I didn’t draw the gozu. plans came up today - helped a friend in priming and painting his new house, and now my arms are spectacular pastas! Like, the really overcooked sort. Blahhhhh!
Dang art’s gonna happen sooner or later, I gotta… Idk I don’t have a sustainable art groove to get back into, but I gotta do this. Gozu are cool. This is my post to not let myself forget.
This is also my post to welcome Liamix to the forums! Oh man. You are early in the art world, but that means I get to watch your skills improve like crazy AND THAT IS MY FAVOURITE THING TO SEE.
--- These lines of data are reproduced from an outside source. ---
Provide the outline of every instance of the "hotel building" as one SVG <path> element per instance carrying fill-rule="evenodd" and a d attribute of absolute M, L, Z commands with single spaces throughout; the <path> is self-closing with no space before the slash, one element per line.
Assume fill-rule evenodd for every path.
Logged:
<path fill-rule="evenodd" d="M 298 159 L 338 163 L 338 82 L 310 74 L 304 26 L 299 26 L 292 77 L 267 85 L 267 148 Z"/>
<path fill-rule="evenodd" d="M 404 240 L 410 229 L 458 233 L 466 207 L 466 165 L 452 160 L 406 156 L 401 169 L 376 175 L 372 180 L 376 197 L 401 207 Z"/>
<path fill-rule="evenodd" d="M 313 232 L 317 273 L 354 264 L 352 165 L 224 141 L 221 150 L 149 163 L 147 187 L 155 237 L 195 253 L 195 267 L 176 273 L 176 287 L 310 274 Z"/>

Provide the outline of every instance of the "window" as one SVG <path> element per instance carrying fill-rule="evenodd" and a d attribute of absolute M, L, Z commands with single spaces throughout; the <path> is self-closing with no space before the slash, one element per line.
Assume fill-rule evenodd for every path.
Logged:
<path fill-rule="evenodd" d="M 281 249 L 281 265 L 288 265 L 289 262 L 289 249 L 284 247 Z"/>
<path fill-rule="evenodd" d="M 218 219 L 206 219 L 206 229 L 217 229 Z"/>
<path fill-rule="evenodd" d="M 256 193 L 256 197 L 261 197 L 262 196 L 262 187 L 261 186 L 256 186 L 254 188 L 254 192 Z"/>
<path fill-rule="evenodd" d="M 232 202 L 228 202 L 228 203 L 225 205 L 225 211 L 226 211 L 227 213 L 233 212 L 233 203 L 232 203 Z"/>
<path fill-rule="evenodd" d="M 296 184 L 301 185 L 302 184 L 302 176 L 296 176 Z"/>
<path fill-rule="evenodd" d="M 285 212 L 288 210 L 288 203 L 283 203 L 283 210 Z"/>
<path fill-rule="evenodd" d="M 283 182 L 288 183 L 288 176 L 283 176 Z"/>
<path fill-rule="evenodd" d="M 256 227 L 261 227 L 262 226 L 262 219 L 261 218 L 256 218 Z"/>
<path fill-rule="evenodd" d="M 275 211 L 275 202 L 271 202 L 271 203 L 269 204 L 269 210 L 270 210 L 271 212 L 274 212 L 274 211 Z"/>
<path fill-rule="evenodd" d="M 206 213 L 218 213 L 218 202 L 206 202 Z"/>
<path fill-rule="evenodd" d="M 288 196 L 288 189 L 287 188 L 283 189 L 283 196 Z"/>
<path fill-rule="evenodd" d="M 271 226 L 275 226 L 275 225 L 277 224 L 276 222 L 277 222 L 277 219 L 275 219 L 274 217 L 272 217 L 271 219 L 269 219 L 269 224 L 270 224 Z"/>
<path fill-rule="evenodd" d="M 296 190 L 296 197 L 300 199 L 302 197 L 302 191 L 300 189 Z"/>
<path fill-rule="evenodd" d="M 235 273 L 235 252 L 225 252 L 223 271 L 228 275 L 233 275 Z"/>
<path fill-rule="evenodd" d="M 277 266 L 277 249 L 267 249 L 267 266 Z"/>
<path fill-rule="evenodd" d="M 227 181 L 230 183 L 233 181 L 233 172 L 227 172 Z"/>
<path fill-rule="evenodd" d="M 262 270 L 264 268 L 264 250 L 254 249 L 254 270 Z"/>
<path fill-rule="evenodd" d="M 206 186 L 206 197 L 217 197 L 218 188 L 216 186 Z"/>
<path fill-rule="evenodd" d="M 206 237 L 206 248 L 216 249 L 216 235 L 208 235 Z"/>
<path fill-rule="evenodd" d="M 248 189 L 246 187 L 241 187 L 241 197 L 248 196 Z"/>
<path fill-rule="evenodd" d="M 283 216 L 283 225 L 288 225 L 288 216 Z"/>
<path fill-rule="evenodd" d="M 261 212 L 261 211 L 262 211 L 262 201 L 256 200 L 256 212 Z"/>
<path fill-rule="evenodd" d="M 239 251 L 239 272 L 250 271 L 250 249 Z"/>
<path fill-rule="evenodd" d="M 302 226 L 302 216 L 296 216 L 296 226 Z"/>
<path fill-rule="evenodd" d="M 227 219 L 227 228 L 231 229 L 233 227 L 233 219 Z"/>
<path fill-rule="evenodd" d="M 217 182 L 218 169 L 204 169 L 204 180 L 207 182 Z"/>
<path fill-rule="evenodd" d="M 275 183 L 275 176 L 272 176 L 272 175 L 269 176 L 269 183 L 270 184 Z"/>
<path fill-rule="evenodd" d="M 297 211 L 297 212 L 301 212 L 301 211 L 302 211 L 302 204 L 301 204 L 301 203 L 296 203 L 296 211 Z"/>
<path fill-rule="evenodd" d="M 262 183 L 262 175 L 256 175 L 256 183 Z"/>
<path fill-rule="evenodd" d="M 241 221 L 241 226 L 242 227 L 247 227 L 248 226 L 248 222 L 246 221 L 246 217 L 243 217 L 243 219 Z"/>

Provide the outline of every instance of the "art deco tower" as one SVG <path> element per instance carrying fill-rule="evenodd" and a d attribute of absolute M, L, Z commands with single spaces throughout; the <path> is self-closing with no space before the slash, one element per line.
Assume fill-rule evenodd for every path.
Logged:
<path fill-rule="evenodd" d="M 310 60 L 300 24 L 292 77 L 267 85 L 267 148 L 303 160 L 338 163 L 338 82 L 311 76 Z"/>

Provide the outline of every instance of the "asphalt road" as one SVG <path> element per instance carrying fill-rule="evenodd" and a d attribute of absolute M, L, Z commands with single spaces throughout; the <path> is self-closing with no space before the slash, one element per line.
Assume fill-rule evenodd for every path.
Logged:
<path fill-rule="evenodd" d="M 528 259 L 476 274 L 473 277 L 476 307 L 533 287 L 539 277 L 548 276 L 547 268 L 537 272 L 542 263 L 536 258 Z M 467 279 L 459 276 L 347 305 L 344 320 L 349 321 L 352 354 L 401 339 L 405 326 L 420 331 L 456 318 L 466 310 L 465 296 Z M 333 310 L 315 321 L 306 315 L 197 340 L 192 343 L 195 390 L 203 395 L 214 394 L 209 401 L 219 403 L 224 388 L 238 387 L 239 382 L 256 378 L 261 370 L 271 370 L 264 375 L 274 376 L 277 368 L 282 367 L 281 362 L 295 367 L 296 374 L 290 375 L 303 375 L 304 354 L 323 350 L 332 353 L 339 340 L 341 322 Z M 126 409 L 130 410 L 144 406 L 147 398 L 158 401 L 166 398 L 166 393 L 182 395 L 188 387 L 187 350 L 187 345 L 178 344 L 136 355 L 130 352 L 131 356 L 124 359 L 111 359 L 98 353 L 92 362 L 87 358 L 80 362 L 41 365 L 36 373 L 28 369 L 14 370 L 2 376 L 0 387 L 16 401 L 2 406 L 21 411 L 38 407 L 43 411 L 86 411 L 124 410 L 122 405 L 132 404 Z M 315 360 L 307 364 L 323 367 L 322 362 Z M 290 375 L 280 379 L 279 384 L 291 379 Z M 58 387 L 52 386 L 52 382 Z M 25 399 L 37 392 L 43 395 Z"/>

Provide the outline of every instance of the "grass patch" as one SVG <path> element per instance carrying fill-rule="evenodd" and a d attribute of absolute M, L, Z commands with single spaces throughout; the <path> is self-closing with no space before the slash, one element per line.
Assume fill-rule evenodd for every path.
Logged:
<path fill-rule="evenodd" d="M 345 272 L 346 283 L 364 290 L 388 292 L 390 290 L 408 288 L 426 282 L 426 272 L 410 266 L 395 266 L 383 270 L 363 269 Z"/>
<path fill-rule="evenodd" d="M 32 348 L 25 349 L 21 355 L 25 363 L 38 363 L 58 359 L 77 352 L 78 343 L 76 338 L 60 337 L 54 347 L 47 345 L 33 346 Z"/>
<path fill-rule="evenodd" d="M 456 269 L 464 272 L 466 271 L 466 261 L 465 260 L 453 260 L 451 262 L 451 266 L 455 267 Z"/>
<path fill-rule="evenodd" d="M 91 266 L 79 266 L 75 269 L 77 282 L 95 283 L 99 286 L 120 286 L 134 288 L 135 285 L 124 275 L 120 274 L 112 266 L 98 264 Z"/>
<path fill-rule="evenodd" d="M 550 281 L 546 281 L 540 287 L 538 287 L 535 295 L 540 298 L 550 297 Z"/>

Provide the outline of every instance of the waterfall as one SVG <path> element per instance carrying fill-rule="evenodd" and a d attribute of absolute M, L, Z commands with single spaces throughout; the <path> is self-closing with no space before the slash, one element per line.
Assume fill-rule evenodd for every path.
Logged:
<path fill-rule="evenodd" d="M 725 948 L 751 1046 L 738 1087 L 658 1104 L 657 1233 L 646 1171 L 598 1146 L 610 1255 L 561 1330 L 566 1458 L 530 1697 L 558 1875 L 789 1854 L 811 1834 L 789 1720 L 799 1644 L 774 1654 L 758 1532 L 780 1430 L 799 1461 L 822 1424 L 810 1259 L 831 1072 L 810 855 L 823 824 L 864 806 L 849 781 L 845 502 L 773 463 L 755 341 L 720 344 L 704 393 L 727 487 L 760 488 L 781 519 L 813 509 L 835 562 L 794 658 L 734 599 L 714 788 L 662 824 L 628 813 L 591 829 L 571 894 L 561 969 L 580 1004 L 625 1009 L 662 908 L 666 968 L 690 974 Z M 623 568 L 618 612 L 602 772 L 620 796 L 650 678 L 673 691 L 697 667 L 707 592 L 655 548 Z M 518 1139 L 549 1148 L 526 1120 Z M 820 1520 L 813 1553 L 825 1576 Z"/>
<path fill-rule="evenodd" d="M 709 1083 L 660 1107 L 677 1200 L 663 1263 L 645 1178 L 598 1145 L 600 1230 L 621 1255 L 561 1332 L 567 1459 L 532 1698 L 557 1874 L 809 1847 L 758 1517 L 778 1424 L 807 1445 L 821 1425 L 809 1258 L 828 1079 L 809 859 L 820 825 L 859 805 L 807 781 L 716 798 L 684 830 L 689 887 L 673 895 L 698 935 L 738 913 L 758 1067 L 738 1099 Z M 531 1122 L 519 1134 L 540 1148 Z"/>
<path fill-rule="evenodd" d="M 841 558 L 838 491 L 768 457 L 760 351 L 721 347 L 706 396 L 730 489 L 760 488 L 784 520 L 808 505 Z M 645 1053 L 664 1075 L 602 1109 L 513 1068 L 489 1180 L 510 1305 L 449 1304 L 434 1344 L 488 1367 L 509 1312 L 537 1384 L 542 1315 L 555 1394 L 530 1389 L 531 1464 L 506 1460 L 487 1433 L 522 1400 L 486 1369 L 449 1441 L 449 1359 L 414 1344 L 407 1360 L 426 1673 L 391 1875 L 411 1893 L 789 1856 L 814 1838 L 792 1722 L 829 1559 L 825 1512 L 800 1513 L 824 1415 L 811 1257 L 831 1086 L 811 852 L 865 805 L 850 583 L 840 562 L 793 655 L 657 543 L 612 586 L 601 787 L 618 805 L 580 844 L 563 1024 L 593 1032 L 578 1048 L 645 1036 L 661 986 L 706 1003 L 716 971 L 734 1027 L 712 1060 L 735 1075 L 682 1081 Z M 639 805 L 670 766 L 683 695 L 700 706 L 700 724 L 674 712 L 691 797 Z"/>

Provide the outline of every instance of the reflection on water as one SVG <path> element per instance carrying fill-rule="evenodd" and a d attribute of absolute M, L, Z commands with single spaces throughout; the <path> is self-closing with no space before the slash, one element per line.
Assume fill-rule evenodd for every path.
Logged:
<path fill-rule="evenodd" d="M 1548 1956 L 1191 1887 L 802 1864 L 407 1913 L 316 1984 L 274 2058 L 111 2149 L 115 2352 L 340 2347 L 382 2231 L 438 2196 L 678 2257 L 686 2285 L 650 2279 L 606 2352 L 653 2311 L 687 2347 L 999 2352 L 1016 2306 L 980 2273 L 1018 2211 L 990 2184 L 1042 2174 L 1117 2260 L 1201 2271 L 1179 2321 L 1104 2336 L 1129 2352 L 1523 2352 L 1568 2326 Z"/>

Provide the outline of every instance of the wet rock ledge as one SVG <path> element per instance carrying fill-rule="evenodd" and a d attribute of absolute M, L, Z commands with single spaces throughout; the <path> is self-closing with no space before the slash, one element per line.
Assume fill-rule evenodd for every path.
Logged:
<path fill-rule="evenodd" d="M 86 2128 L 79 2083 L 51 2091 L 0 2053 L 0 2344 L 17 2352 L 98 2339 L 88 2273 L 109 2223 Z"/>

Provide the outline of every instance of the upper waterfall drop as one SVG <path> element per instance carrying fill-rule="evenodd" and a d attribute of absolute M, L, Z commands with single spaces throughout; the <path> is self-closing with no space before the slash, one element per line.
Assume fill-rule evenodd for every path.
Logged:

My advice: Don’t worry about having to draw with traditional media, you want to start with those anyway. Learning to draw with digital tools first means mistakes don’t have as much impact, and you have access to layers immediately. If you can hit ctrl-z infinite times and re-draw a line until it happens to look right, is that practice, or just relying on chance? If you can rely on layers to do the organizing for you, do you still learn how to do a rough layout/‘under-sketch’ before moving on to actual details? I argue not.
My advice is DO STUDYS. Find a pic you like, or want to learn from and make a copy of it. Obviously don’t pass that off as your own idea, but doing a study from someone else’s photos or art is a great way to get a feel for EVERYTHING. Linework, style, proportions, depth, scene composition/balance, colour use, texture. Do like apprentices did back in the Renaissance, learn from masters. You’ll see your own style grow from where you make changes from the original, or in how you simplify photo-real things.
I would suggest doing studies from a variety of sources though, not just one style. Lotta kids in highschool I knew back in 2001-2006 had the dreaded anime phase. Anime already simplifies a lot of anatomy down to a specific style, so learning to draw anime means learning to simplify your art in the same way. If your own style begins to emerge and you simplify or change traits, you are doing so from a source that already does this. Learning proper anatomy from solely anime or other highly-stylized cartoons is like expecting a photocopy of a photocopy to look like the original.